У него был в Чивилкое другой дом — законная, очень симпатичная жена и три дочки. Супруга была из состоятельной семьи, и земли у них были, и мельницы. Дуарте это было кстати, бедность его угнетала. Я же не могла ему ничего дать, кроме лишних хлопот и расходов. Счастье в этих делах не ценится. Счастье — нечто такое, что мужчины всегда забывают.
Как-то в ноябре, в пятницу, Дуарте проезжал через Лос-Тольдос с табуном лошадей. Их должны были подковать в усадьбе, которой он управлял, называвшейся Ла-Унион, и поскольку предполагалось устроить там угощенье, я сочла это подходящим случаем, чтобы окрестить Эвиту, которой было уже десять месяцев, и Хуана, которому минуло семь лет. Я послала сказать Дуарте, чтобы он явился в приходскую церковь к одиннадцати часам, однако он и не ответил, и не извинился. В полдень священник наскоро совершил крещение, так как предстояло еще венчание. Я попросила позволить мне остаться в церкви. «Нет, Хуана, нельзя, — сказал он мне. — Будет скандал. Приличные люди не хотят общаться с женщиной, которая живет с мужчиной невенчанная». «Это несправедливо, — ответила я. — Перед Богом мы все равны». «Да, правда, — сказал священник. — Но когда люди смотрят на вас, они забывают о Боге». Хотя это оскорбление пронзило мне уши, я расхохоталась. «Ну и дела, — сказала я. — Никогда бы не подумала, что я для людей интересней, чем Бог».

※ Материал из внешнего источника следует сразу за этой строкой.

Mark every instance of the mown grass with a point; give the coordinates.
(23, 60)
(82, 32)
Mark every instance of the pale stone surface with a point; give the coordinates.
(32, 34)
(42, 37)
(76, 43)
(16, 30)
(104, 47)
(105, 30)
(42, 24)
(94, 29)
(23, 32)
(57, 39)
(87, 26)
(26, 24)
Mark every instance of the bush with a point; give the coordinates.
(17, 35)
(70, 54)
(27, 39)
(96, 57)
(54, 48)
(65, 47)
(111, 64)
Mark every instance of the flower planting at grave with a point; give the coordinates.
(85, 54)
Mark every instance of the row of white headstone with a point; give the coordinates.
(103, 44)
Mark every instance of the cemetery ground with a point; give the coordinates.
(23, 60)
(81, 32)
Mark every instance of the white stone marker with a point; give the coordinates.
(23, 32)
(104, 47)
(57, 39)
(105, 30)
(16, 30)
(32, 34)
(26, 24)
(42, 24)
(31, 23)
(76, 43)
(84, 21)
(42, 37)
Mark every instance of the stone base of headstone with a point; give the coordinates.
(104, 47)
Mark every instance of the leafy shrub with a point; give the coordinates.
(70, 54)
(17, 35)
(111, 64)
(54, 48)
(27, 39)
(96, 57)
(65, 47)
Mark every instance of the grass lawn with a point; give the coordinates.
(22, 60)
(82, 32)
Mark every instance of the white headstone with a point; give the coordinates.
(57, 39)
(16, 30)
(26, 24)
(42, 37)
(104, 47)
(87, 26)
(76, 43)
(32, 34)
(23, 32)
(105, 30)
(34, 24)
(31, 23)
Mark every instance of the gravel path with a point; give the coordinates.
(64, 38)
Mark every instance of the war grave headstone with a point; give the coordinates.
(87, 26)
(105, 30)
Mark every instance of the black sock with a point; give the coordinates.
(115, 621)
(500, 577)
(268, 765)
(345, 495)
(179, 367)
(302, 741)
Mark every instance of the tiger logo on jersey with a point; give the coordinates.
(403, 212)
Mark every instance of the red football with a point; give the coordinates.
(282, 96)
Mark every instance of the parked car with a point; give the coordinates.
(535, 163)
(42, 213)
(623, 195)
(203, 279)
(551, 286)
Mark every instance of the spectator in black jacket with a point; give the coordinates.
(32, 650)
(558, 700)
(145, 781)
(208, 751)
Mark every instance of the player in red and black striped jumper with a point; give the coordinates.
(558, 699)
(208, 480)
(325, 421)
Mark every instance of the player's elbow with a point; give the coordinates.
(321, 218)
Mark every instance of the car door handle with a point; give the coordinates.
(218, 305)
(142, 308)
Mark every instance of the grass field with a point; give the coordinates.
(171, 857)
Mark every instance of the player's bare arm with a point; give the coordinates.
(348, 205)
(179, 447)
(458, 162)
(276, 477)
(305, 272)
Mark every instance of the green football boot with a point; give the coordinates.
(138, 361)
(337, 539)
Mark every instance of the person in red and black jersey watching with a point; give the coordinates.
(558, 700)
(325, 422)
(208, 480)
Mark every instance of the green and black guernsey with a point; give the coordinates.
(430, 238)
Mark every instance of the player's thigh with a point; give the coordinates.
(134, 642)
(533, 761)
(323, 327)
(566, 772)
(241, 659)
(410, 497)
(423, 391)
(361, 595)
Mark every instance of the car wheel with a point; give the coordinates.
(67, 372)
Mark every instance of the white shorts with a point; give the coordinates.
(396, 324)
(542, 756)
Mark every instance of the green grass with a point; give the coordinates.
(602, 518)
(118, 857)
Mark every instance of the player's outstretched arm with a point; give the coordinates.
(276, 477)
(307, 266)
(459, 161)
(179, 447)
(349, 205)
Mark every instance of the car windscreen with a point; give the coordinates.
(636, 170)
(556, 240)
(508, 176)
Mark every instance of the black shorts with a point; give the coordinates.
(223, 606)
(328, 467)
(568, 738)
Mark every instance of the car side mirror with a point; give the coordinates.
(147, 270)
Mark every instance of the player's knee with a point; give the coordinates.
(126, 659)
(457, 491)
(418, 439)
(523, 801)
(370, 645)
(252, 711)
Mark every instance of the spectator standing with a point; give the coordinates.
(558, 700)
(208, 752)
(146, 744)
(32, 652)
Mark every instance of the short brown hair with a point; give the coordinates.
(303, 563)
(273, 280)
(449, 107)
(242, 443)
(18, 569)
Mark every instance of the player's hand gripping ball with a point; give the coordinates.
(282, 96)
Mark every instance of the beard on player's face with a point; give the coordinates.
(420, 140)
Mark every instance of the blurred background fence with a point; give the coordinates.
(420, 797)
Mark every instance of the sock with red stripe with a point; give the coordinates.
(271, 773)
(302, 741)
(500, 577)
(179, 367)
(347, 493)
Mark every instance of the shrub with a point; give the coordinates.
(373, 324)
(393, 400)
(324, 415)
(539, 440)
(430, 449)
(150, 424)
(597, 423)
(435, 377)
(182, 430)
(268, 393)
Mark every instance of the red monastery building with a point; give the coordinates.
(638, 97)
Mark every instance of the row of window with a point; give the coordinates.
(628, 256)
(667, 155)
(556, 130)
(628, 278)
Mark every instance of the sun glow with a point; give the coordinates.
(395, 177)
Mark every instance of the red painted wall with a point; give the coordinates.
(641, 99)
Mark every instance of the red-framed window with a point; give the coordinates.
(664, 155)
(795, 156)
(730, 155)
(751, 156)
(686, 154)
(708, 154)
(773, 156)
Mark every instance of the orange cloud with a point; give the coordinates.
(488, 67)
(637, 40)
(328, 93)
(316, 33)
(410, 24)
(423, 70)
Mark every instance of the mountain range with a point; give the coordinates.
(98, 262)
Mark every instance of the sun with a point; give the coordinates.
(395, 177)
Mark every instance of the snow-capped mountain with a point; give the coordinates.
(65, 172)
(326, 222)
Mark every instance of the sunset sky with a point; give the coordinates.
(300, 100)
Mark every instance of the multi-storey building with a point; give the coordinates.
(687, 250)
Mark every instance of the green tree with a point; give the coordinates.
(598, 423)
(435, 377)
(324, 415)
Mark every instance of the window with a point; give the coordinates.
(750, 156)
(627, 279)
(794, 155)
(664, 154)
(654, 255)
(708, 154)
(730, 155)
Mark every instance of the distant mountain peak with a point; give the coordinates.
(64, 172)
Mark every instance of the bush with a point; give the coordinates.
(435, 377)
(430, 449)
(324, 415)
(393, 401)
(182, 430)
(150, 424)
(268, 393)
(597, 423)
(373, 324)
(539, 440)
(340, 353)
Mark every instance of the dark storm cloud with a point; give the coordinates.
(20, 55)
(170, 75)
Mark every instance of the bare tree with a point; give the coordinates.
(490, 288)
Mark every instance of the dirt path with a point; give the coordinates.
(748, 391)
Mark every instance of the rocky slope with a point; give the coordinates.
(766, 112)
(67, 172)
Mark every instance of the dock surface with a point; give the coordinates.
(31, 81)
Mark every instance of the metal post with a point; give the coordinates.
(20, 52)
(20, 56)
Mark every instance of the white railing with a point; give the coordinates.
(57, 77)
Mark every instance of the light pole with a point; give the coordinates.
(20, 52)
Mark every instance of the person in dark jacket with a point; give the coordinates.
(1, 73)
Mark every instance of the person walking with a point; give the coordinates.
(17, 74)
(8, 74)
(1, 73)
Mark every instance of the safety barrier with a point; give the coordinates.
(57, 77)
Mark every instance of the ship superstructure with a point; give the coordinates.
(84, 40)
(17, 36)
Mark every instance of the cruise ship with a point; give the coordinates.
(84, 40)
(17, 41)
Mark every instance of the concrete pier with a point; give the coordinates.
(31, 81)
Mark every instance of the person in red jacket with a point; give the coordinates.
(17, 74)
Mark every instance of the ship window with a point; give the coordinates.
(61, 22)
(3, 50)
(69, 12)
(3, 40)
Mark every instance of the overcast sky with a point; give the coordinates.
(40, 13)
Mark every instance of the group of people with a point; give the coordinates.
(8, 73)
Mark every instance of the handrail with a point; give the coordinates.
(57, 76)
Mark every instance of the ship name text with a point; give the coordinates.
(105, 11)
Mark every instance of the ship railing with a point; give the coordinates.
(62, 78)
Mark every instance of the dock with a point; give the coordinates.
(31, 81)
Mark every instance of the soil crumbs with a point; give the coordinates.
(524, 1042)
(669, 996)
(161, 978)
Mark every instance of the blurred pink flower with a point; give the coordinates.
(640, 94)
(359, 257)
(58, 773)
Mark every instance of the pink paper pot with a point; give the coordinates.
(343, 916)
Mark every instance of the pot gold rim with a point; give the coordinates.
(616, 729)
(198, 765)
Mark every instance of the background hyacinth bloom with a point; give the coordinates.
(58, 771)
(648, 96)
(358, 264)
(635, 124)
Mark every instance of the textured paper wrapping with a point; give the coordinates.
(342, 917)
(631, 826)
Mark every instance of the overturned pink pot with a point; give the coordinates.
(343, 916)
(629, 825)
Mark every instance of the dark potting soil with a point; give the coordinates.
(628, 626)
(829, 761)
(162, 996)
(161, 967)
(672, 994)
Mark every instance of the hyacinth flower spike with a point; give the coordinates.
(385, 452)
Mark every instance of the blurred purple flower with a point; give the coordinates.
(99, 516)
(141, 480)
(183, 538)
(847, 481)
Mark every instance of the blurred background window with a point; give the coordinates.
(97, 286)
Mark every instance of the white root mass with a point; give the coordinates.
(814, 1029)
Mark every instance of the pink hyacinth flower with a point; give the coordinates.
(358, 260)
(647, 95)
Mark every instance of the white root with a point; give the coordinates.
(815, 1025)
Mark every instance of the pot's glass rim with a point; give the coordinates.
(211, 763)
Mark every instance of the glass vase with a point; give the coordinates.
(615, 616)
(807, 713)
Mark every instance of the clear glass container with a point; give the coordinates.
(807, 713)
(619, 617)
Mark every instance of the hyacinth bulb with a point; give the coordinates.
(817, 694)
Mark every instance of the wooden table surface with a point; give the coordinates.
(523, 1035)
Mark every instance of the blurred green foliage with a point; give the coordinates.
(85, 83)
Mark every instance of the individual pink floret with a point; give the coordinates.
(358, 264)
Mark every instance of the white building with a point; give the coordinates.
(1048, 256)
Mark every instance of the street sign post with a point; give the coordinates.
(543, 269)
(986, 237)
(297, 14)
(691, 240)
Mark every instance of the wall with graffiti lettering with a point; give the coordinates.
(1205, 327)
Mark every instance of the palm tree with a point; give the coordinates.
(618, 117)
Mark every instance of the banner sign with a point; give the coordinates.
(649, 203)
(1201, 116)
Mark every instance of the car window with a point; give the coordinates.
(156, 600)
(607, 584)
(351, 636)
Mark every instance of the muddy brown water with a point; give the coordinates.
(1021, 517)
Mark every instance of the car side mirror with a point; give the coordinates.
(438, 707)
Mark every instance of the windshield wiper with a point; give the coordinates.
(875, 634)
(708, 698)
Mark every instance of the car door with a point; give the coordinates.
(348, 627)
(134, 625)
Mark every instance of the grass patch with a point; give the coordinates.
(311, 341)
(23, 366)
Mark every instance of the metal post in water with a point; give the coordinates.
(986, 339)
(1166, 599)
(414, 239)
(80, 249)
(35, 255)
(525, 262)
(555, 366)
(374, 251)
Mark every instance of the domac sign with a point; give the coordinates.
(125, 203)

Я вышла из церкви с намерением больше никогда туда не ходить. Потом отправилась пешком с детьми в Ла-Унион, чтобы Дуарте мне объяснил, почему не пришел в церковь, но он отказался меня видеть. Я влюбилась в него, когда была еще совсем девочкой и не понимала, что делаю. Потом мне пришлось заплатить за это непонимание жизнью, полной несчастий.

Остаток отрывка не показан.